To develop a nuclear targeting system, a putative nuclear localization sequence was fused with green fluorescent protein (GFP). The nuclear localization sequence from the yeast transcription factor Gal4 was chosen because of its well-defined nuclear localization signal. A series of truncated Gal4 constructs was also created to narrow down the nuclear localization sequence necessary for P. falciparum nuclear import. Transfected parasites were analysed by fluorescent and laser-scanning confocal microscopy.

Results

The nuclear localization sequence of Gal4 is functional in P. falciparum.
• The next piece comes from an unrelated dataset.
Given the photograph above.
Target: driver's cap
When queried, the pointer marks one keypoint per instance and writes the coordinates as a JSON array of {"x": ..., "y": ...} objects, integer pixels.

It effectively transported GFP into the nucleus, and the first 74 amino acid residues were sufficient for nuclear localization.

Conclusions

The Gal4 fusion technique enables specific transport of a protein of choice into the P. falciparum nucleus, and thus provides a tool for labeling nuclei without using DNA-staining dyes. The finding also indicates similarities between the nuclear transport mechanisms of yeast and P. falciparum. Since the nuclear transport system has been thoroughly studied in yeast, this could give clues to research on the same mechanism in P. falciparum.